A deux mois des élections générales, dont le premier tour a lieu le 12 avril, le Pérou est pris dans une nouvelle spirale d’instabilité politique. Mardi 17 février, le Congrès a voté à la majorité – 75 votes pour, 24 contre – la destitution du président de droite par intérim, José Jeri, pour « inconduite » et « manque d’aptitude » à exercer ses fonctions, après seulement quatre mois au pouvoir. Il avait succédé à la présidente Dina Boluarte, elle-même destituée le 10 octobre 2025 par le Congrès ; elle avait, elle aussi, été désignée présidente par intérim après la destitution de Pedro Castillo en 2022, dernier président élu.

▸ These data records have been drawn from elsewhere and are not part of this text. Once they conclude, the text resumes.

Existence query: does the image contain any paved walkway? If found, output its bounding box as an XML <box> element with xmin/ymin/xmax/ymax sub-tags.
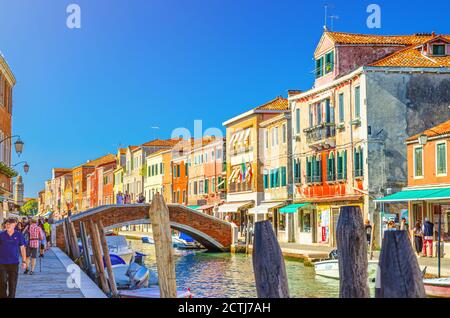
<box><xmin>16</xmin><ymin>247</ymin><xmax>105</xmax><ymax>298</ymax></box>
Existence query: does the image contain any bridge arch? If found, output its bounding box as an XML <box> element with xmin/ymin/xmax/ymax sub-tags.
<box><xmin>55</xmin><ymin>204</ymin><xmax>235</xmax><ymax>251</ymax></box>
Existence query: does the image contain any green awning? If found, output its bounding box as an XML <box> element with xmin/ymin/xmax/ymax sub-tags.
<box><xmin>280</xmin><ymin>203</ymin><xmax>310</xmax><ymax>214</ymax></box>
<box><xmin>375</xmin><ymin>188</ymin><xmax>450</xmax><ymax>203</ymax></box>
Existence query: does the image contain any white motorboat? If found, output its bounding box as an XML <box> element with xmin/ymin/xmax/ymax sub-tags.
<box><xmin>314</xmin><ymin>259</ymin><xmax>378</xmax><ymax>281</ymax></box>
<box><xmin>119</xmin><ymin>286</ymin><xmax>193</xmax><ymax>298</ymax></box>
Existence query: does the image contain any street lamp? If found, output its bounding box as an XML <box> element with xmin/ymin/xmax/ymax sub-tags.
<box><xmin>13</xmin><ymin>161</ymin><xmax>30</xmax><ymax>174</ymax></box>
<box><xmin>0</xmin><ymin>135</ymin><xmax>24</xmax><ymax>157</ymax></box>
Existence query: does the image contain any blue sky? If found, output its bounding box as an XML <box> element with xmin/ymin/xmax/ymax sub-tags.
<box><xmin>0</xmin><ymin>0</ymin><xmax>450</xmax><ymax>196</ymax></box>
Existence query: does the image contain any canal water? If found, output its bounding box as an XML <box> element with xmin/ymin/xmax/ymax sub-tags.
<box><xmin>131</xmin><ymin>240</ymin><xmax>339</xmax><ymax>298</ymax></box>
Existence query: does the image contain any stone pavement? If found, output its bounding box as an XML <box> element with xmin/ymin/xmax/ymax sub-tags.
<box><xmin>16</xmin><ymin>247</ymin><xmax>106</xmax><ymax>298</ymax></box>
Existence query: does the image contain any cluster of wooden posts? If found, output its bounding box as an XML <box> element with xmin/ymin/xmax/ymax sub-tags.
<box><xmin>63</xmin><ymin>218</ymin><xmax>118</xmax><ymax>297</ymax></box>
<box><xmin>63</xmin><ymin>194</ymin><xmax>177</xmax><ymax>298</ymax></box>
<box><xmin>253</xmin><ymin>207</ymin><xmax>425</xmax><ymax>298</ymax></box>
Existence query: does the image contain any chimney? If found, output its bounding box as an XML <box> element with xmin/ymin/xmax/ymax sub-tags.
<box><xmin>288</xmin><ymin>89</ymin><xmax>302</xmax><ymax>97</ymax></box>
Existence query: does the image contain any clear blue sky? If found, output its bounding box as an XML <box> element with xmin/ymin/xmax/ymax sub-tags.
<box><xmin>0</xmin><ymin>0</ymin><xmax>450</xmax><ymax>196</ymax></box>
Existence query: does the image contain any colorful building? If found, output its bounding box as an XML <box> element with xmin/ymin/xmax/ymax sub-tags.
<box><xmin>255</xmin><ymin>109</ymin><xmax>293</xmax><ymax>241</ymax></box>
<box><xmin>377</xmin><ymin>121</ymin><xmax>450</xmax><ymax>257</ymax></box>
<box><xmin>289</xmin><ymin>31</ymin><xmax>450</xmax><ymax>245</ymax></box>
<box><xmin>72</xmin><ymin>154</ymin><xmax>116</xmax><ymax>213</ymax></box>
<box><xmin>113</xmin><ymin>148</ymin><xmax>127</xmax><ymax>203</ymax></box>
<box><xmin>218</xmin><ymin>97</ymin><xmax>288</xmax><ymax>230</ymax></box>
<box><xmin>188</xmin><ymin>136</ymin><xmax>226</xmax><ymax>215</ymax></box>
<box><xmin>0</xmin><ymin>54</ymin><xmax>16</xmax><ymax>219</ymax></box>
<box><xmin>124</xmin><ymin>139</ymin><xmax>179</xmax><ymax>202</ymax></box>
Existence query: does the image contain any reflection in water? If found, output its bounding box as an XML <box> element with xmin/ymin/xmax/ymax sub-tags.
<box><xmin>127</xmin><ymin>241</ymin><xmax>339</xmax><ymax>298</ymax></box>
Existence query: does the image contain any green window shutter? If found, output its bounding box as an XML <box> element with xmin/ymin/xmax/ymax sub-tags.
<box><xmin>281</xmin><ymin>167</ymin><xmax>287</xmax><ymax>187</ymax></box>
<box><xmin>339</xmin><ymin>93</ymin><xmax>345</xmax><ymax>123</ymax></box>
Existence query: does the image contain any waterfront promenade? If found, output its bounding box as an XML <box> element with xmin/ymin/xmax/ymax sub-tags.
<box><xmin>16</xmin><ymin>247</ymin><xmax>106</xmax><ymax>298</ymax></box>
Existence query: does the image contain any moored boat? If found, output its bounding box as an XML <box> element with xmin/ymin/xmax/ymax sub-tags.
<box><xmin>423</xmin><ymin>278</ymin><xmax>450</xmax><ymax>298</ymax></box>
<box><xmin>314</xmin><ymin>259</ymin><xmax>378</xmax><ymax>281</ymax></box>
<box><xmin>119</xmin><ymin>286</ymin><xmax>193</xmax><ymax>298</ymax></box>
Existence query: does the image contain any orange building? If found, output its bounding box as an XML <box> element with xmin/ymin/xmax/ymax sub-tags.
<box><xmin>171</xmin><ymin>141</ymin><xmax>193</xmax><ymax>205</ymax></box>
<box><xmin>377</xmin><ymin>120</ymin><xmax>450</xmax><ymax>257</ymax></box>
<box><xmin>0</xmin><ymin>54</ymin><xmax>16</xmax><ymax>209</ymax></box>
<box><xmin>72</xmin><ymin>154</ymin><xmax>116</xmax><ymax>213</ymax></box>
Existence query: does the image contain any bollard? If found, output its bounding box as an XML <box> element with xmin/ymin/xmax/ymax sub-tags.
<box><xmin>253</xmin><ymin>221</ymin><xmax>289</xmax><ymax>298</ymax></box>
<box><xmin>336</xmin><ymin>206</ymin><xmax>370</xmax><ymax>298</ymax></box>
<box><xmin>375</xmin><ymin>231</ymin><xmax>425</xmax><ymax>298</ymax></box>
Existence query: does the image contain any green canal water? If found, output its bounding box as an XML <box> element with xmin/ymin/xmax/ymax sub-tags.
<box><xmin>131</xmin><ymin>240</ymin><xmax>339</xmax><ymax>298</ymax></box>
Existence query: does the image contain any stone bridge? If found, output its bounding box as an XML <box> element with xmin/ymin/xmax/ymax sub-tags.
<box><xmin>55</xmin><ymin>204</ymin><xmax>236</xmax><ymax>251</ymax></box>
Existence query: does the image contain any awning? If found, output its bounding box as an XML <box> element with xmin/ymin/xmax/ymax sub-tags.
<box><xmin>280</xmin><ymin>203</ymin><xmax>310</xmax><ymax>214</ymax></box>
<box><xmin>248</xmin><ymin>202</ymin><xmax>285</xmax><ymax>214</ymax></box>
<box><xmin>196</xmin><ymin>204</ymin><xmax>214</xmax><ymax>211</ymax></box>
<box><xmin>374</xmin><ymin>188</ymin><xmax>450</xmax><ymax>203</ymax></box>
<box><xmin>218</xmin><ymin>201</ymin><xmax>253</xmax><ymax>213</ymax></box>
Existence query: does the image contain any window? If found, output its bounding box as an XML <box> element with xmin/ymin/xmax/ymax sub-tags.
<box><xmin>339</xmin><ymin>93</ymin><xmax>345</xmax><ymax>123</ymax></box>
<box><xmin>264</xmin><ymin>172</ymin><xmax>269</xmax><ymax>189</ymax></box>
<box><xmin>315</xmin><ymin>103</ymin><xmax>322</xmax><ymax>125</ymax></box>
<box><xmin>294</xmin><ymin>159</ymin><xmax>301</xmax><ymax>183</ymax></box>
<box><xmin>355</xmin><ymin>86</ymin><xmax>361</xmax><ymax>118</ymax></box>
<box><xmin>309</xmin><ymin>104</ymin><xmax>314</xmax><ymax>127</ymax></box>
<box><xmin>281</xmin><ymin>167</ymin><xmax>287</xmax><ymax>187</ymax></box>
<box><xmin>325</xmin><ymin>51</ymin><xmax>334</xmax><ymax>74</ymax></box>
<box><xmin>354</xmin><ymin>147</ymin><xmax>364</xmax><ymax>178</ymax></box>
<box><xmin>337</xmin><ymin>150</ymin><xmax>347</xmax><ymax>181</ymax></box>
<box><xmin>327</xmin><ymin>152</ymin><xmax>336</xmax><ymax>181</ymax></box>
<box><xmin>433</xmin><ymin>44</ymin><xmax>445</xmax><ymax>56</ymax></box>
<box><xmin>316</xmin><ymin>56</ymin><xmax>323</xmax><ymax>78</ymax></box>
<box><xmin>436</xmin><ymin>142</ymin><xmax>447</xmax><ymax>175</ymax></box>
<box><xmin>272</xmin><ymin>127</ymin><xmax>278</xmax><ymax>146</ymax></box>
<box><xmin>414</xmin><ymin>147</ymin><xmax>423</xmax><ymax>178</ymax></box>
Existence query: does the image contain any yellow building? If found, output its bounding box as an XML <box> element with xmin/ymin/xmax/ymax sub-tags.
<box><xmin>218</xmin><ymin>97</ymin><xmax>289</xmax><ymax>231</ymax></box>
<box><xmin>114</xmin><ymin>148</ymin><xmax>127</xmax><ymax>204</ymax></box>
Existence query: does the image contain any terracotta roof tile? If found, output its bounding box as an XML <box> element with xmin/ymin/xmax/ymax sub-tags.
<box><xmin>369</xmin><ymin>47</ymin><xmax>450</xmax><ymax>67</ymax></box>
<box><xmin>255</xmin><ymin>96</ymin><xmax>289</xmax><ymax>110</ymax></box>
<box><xmin>406</xmin><ymin>120</ymin><xmax>450</xmax><ymax>141</ymax></box>
<box><xmin>325</xmin><ymin>31</ymin><xmax>435</xmax><ymax>45</ymax></box>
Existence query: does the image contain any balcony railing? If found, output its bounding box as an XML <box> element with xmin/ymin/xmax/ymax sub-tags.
<box><xmin>306</xmin><ymin>176</ymin><xmax>322</xmax><ymax>183</ymax></box>
<box><xmin>228</xmin><ymin>183</ymin><xmax>252</xmax><ymax>193</ymax></box>
<box><xmin>303</xmin><ymin>123</ymin><xmax>336</xmax><ymax>143</ymax></box>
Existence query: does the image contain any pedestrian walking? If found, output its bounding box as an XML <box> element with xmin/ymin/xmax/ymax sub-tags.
<box><xmin>364</xmin><ymin>219</ymin><xmax>372</xmax><ymax>246</ymax></box>
<box><xmin>413</xmin><ymin>221</ymin><xmax>423</xmax><ymax>256</ymax></box>
<box><xmin>24</xmin><ymin>219</ymin><xmax>43</xmax><ymax>275</ymax></box>
<box><xmin>116</xmin><ymin>191</ymin><xmax>123</xmax><ymax>204</ymax></box>
<box><xmin>0</xmin><ymin>218</ymin><xmax>27</xmax><ymax>298</ymax></box>
<box><xmin>422</xmin><ymin>218</ymin><xmax>434</xmax><ymax>257</ymax></box>
<box><xmin>44</xmin><ymin>219</ymin><xmax>52</xmax><ymax>250</ymax></box>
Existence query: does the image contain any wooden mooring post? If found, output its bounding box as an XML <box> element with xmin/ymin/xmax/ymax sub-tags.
<box><xmin>149</xmin><ymin>193</ymin><xmax>177</xmax><ymax>298</ymax></box>
<box><xmin>336</xmin><ymin>206</ymin><xmax>370</xmax><ymax>298</ymax></box>
<box><xmin>253</xmin><ymin>221</ymin><xmax>289</xmax><ymax>298</ymax></box>
<box><xmin>97</xmin><ymin>220</ymin><xmax>119</xmax><ymax>297</ymax></box>
<box><xmin>89</xmin><ymin>219</ymin><xmax>110</xmax><ymax>294</ymax></box>
<box><xmin>375</xmin><ymin>231</ymin><xmax>426</xmax><ymax>298</ymax></box>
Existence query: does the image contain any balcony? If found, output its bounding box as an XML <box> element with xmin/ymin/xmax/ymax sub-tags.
<box><xmin>303</xmin><ymin>123</ymin><xmax>336</xmax><ymax>150</ymax></box>
<box><xmin>228</xmin><ymin>183</ymin><xmax>252</xmax><ymax>193</ymax></box>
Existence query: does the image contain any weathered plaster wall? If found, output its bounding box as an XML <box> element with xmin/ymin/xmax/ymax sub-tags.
<box><xmin>364</xmin><ymin>72</ymin><xmax>450</xmax><ymax>195</ymax></box>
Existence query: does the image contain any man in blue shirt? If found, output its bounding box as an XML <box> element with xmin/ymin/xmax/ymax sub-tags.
<box><xmin>0</xmin><ymin>218</ymin><xmax>27</xmax><ymax>298</ymax></box>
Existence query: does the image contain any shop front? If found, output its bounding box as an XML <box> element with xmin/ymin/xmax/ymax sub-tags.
<box><xmin>375</xmin><ymin>188</ymin><xmax>450</xmax><ymax>258</ymax></box>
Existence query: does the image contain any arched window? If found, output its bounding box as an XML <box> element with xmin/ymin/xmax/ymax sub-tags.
<box><xmin>354</xmin><ymin>146</ymin><xmax>364</xmax><ymax>178</ymax></box>
<box><xmin>327</xmin><ymin>151</ymin><xmax>336</xmax><ymax>181</ymax></box>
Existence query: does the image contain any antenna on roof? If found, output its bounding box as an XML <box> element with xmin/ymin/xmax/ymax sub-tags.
<box><xmin>330</xmin><ymin>15</ymin><xmax>339</xmax><ymax>31</ymax></box>
<box><xmin>323</xmin><ymin>3</ymin><xmax>334</xmax><ymax>31</ymax></box>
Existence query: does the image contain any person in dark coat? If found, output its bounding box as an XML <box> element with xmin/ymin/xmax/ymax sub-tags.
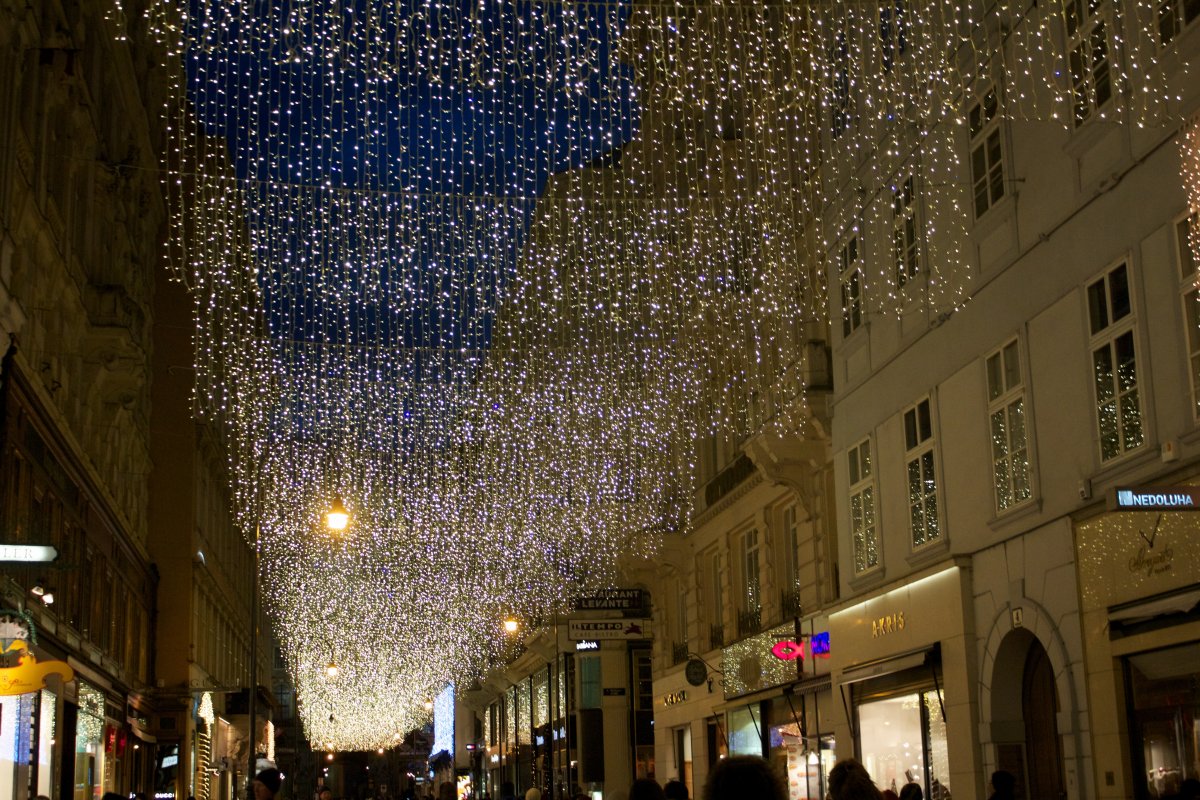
<box><xmin>704</xmin><ymin>756</ymin><xmax>787</xmax><ymax>800</ymax></box>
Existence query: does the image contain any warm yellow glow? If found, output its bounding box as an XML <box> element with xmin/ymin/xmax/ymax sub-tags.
<box><xmin>325</xmin><ymin>498</ymin><xmax>350</xmax><ymax>530</ymax></box>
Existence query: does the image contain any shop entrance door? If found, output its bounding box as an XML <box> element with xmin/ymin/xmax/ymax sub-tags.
<box><xmin>1021</xmin><ymin>639</ymin><xmax>1067</xmax><ymax>800</ymax></box>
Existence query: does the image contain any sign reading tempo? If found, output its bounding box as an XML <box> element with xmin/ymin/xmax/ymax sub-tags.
<box><xmin>568</xmin><ymin>619</ymin><xmax>650</xmax><ymax>642</ymax></box>
<box><xmin>0</xmin><ymin>545</ymin><xmax>59</xmax><ymax>561</ymax></box>
<box><xmin>1108</xmin><ymin>486</ymin><xmax>1200</xmax><ymax>511</ymax></box>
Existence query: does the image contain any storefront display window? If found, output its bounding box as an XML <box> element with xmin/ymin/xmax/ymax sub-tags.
<box><xmin>37</xmin><ymin>688</ymin><xmax>58</xmax><ymax>798</ymax></box>
<box><xmin>74</xmin><ymin>681</ymin><xmax>104</xmax><ymax>800</ymax></box>
<box><xmin>858</xmin><ymin>690</ymin><xmax>950</xmax><ymax>800</ymax></box>
<box><xmin>1127</xmin><ymin>643</ymin><xmax>1200</xmax><ymax>798</ymax></box>
<box><xmin>767</xmin><ymin>694</ymin><xmax>836</xmax><ymax>800</ymax></box>
<box><xmin>730</xmin><ymin>704</ymin><xmax>763</xmax><ymax>756</ymax></box>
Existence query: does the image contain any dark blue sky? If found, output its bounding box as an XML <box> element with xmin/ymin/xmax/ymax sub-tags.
<box><xmin>188</xmin><ymin>0</ymin><xmax>638</xmax><ymax>349</ymax></box>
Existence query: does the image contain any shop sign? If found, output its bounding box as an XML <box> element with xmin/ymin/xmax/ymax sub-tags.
<box><xmin>566</xmin><ymin>619</ymin><xmax>650</xmax><ymax>642</ymax></box>
<box><xmin>770</xmin><ymin>631</ymin><xmax>829</xmax><ymax>661</ymax></box>
<box><xmin>575</xmin><ymin>589</ymin><xmax>646</xmax><ymax>612</ymax></box>
<box><xmin>1108</xmin><ymin>486</ymin><xmax>1200</xmax><ymax>511</ymax></box>
<box><xmin>0</xmin><ymin>609</ymin><xmax>74</xmax><ymax>697</ymax></box>
<box><xmin>871</xmin><ymin>612</ymin><xmax>906</xmax><ymax>639</ymax></box>
<box><xmin>0</xmin><ymin>545</ymin><xmax>59</xmax><ymax>563</ymax></box>
<box><xmin>721</xmin><ymin>622</ymin><xmax>803</xmax><ymax>697</ymax></box>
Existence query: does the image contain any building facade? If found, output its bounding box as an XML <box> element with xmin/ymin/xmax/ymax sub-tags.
<box><xmin>0</xmin><ymin>1</ymin><xmax>171</xmax><ymax>798</ymax></box>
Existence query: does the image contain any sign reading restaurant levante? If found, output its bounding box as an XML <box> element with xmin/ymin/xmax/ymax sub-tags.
<box><xmin>575</xmin><ymin>589</ymin><xmax>646</xmax><ymax>612</ymax></box>
<box><xmin>1108</xmin><ymin>486</ymin><xmax>1200</xmax><ymax>511</ymax></box>
<box><xmin>566</xmin><ymin>619</ymin><xmax>650</xmax><ymax>642</ymax></box>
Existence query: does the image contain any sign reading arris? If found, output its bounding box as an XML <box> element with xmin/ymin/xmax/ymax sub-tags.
<box><xmin>1108</xmin><ymin>486</ymin><xmax>1200</xmax><ymax>511</ymax></box>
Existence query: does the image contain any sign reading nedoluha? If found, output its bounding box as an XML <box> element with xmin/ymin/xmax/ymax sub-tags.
<box><xmin>1108</xmin><ymin>486</ymin><xmax>1200</xmax><ymax>511</ymax></box>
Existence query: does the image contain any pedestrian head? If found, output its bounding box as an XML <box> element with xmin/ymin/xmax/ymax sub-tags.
<box><xmin>829</xmin><ymin>758</ymin><xmax>882</xmax><ymax>800</ymax></box>
<box><xmin>704</xmin><ymin>756</ymin><xmax>787</xmax><ymax>800</ymax></box>
<box><xmin>629</xmin><ymin>777</ymin><xmax>666</xmax><ymax>800</ymax></box>
<box><xmin>662</xmin><ymin>781</ymin><xmax>688</xmax><ymax>800</ymax></box>
<box><xmin>991</xmin><ymin>770</ymin><xmax>1016</xmax><ymax>800</ymax></box>
<box><xmin>254</xmin><ymin>769</ymin><xmax>283</xmax><ymax>800</ymax></box>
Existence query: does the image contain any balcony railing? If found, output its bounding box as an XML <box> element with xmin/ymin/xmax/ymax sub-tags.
<box><xmin>779</xmin><ymin>589</ymin><xmax>802</xmax><ymax>620</ymax></box>
<box><xmin>738</xmin><ymin>608</ymin><xmax>762</xmax><ymax>638</ymax></box>
<box><xmin>708</xmin><ymin>625</ymin><xmax>725</xmax><ymax>650</ymax></box>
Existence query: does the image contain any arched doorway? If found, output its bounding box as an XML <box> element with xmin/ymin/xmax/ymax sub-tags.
<box><xmin>991</xmin><ymin>628</ymin><xmax>1067</xmax><ymax>800</ymax></box>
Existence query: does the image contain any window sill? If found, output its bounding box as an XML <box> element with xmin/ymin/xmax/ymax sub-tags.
<box><xmin>988</xmin><ymin>495</ymin><xmax>1042</xmax><ymax>530</ymax></box>
<box><xmin>1062</xmin><ymin>97</ymin><xmax>1121</xmax><ymax>158</ymax></box>
<box><xmin>1091</xmin><ymin>439</ymin><xmax>1159</xmax><ymax>497</ymax></box>
<box><xmin>905</xmin><ymin>534</ymin><xmax>950</xmax><ymax>569</ymax></box>
<box><xmin>971</xmin><ymin>191</ymin><xmax>1016</xmax><ymax>239</ymax></box>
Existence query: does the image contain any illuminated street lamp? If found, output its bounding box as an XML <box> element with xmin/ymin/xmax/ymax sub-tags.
<box><xmin>325</xmin><ymin>495</ymin><xmax>350</xmax><ymax>530</ymax></box>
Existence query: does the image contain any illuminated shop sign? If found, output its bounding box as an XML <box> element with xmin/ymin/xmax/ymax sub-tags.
<box><xmin>770</xmin><ymin>631</ymin><xmax>829</xmax><ymax>661</ymax></box>
<box><xmin>1108</xmin><ymin>486</ymin><xmax>1200</xmax><ymax>511</ymax></box>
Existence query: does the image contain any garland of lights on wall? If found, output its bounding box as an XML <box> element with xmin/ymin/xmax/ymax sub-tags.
<box><xmin>129</xmin><ymin>0</ymin><xmax>1196</xmax><ymax>750</ymax></box>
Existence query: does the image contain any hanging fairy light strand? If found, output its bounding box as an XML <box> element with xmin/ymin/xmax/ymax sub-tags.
<box><xmin>138</xmin><ymin>0</ymin><xmax>1195</xmax><ymax>750</ymax></box>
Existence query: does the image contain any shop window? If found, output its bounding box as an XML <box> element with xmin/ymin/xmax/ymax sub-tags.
<box><xmin>985</xmin><ymin>339</ymin><xmax>1032</xmax><ymax>512</ymax></box>
<box><xmin>728</xmin><ymin>703</ymin><xmax>763</xmax><ymax>757</ymax></box>
<box><xmin>967</xmin><ymin>85</ymin><xmax>1004</xmax><ymax>219</ymax></box>
<box><xmin>838</xmin><ymin>234</ymin><xmax>863</xmax><ymax>338</ymax></box>
<box><xmin>767</xmin><ymin>693</ymin><xmax>836</xmax><ymax>800</ymax></box>
<box><xmin>1126</xmin><ymin>643</ymin><xmax>1200</xmax><ymax>798</ymax></box>
<box><xmin>904</xmin><ymin>398</ymin><xmax>942</xmax><ymax>549</ymax></box>
<box><xmin>580</xmin><ymin>656</ymin><xmax>600</xmax><ymax>709</ymax></box>
<box><xmin>892</xmin><ymin>175</ymin><xmax>920</xmax><ymax>289</ymax></box>
<box><xmin>1087</xmin><ymin>263</ymin><xmax>1146</xmax><ymax>461</ymax></box>
<box><xmin>846</xmin><ymin>438</ymin><xmax>880</xmax><ymax>575</ymax></box>
<box><xmin>857</xmin><ymin>688</ymin><xmax>950</xmax><ymax>800</ymax></box>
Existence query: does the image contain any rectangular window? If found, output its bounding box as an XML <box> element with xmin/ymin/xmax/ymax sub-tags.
<box><xmin>1087</xmin><ymin>263</ymin><xmax>1146</xmax><ymax>461</ymax></box>
<box><xmin>738</xmin><ymin>528</ymin><xmax>762</xmax><ymax>613</ymax></box>
<box><xmin>1124</xmin><ymin>642</ymin><xmax>1200</xmax><ymax>798</ymax></box>
<box><xmin>880</xmin><ymin>0</ymin><xmax>908</xmax><ymax>72</ymax></box>
<box><xmin>1158</xmin><ymin>0</ymin><xmax>1200</xmax><ymax>47</ymax></box>
<box><xmin>1175</xmin><ymin>212</ymin><xmax>1200</xmax><ymax>420</ymax></box>
<box><xmin>829</xmin><ymin>31</ymin><xmax>850</xmax><ymax>140</ymax></box>
<box><xmin>904</xmin><ymin>398</ymin><xmax>942</xmax><ymax>548</ymax></box>
<box><xmin>1063</xmin><ymin>0</ymin><xmax>1112</xmax><ymax>125</ymax></box>
<box><xmin>838</xmin><ymin>234</ymin><xmax>863</xmax><ymax>338</ymax></box>
<box><xmin>967</xmin><ymin>85</ymin><xmax>1004</xmax><ymax>218</ymax></box>
<box><xmin>847</xmin><ymin>439</ymin><xmax>880</xmax><ymax>575</ymax></box>
<box><xmin>892</xmin><ymin>175</ymin><xmax>919</xmax><ymax>289</ymax></box>
<box><xmin>986</xmin><ymin>339</ymin><xmax>1032</xmax><ymax>512</ymax></box>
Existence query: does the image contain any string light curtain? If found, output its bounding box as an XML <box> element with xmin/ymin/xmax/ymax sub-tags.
<box><xmin>145</xmin><ymin>0</ymin><xmax>1189</xmax><ymax>750</ymax></box>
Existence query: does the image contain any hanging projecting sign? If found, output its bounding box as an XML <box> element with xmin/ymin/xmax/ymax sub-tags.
<box><xmin>1106</xmin><ymin>486</ymin><xmax>1200</xmax><ymax>511</ymax></box>
<box><xmin>0</xmin><ymin>545</ymin><xmax>59</xmax><ymax>563</ymax></box>
<box><xmin>0</xmin><ymin>608</ymin><xmax>74</xmax><ymax>696</ymax></box>
<box><xmin>575</xmin><ymin>589</ymin><xmax>646</xmax><ymax>612</ymax></box>
<box><xmin>568</xmin><ymin>619</ymin><xmax>650</xmax><ymax>642</ymax></box>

Sept motions avaient été déposées contre José Jeri par une minorité de gauche, mais aussi par un bloc de partis de droite, majoritaires au Congrès, qui l’avait porté au pouvoir. Seule la formation fujimoriste (droite, du nom de l’ex-président Alberto Fujimori, 1990-2000) l’a soutenu jusqu’au bout, alléguant vouloir garantir la « stabilité » du pays à la veille du processus électoral.
Cette nouvelle destitution est le symbole d’un système à bout de souffle, maintenu par un monde politique ayant perdu toute légitimité aux yeux de la population. Les pouvoirs exécutif et législatif sont accusés de faire sombrer le Pérou dans une crise politique sans fin, incapables de s’attaquer au problème numéro un : l’insécurité galopante sur fond de crime organisé. En octobre, la population était massivement descendue dans la rue, dénonçant à la fois le niveau de violence, la corruption généralisée et la gabegie des élites, précipitant la destitution de Dina Boluarte.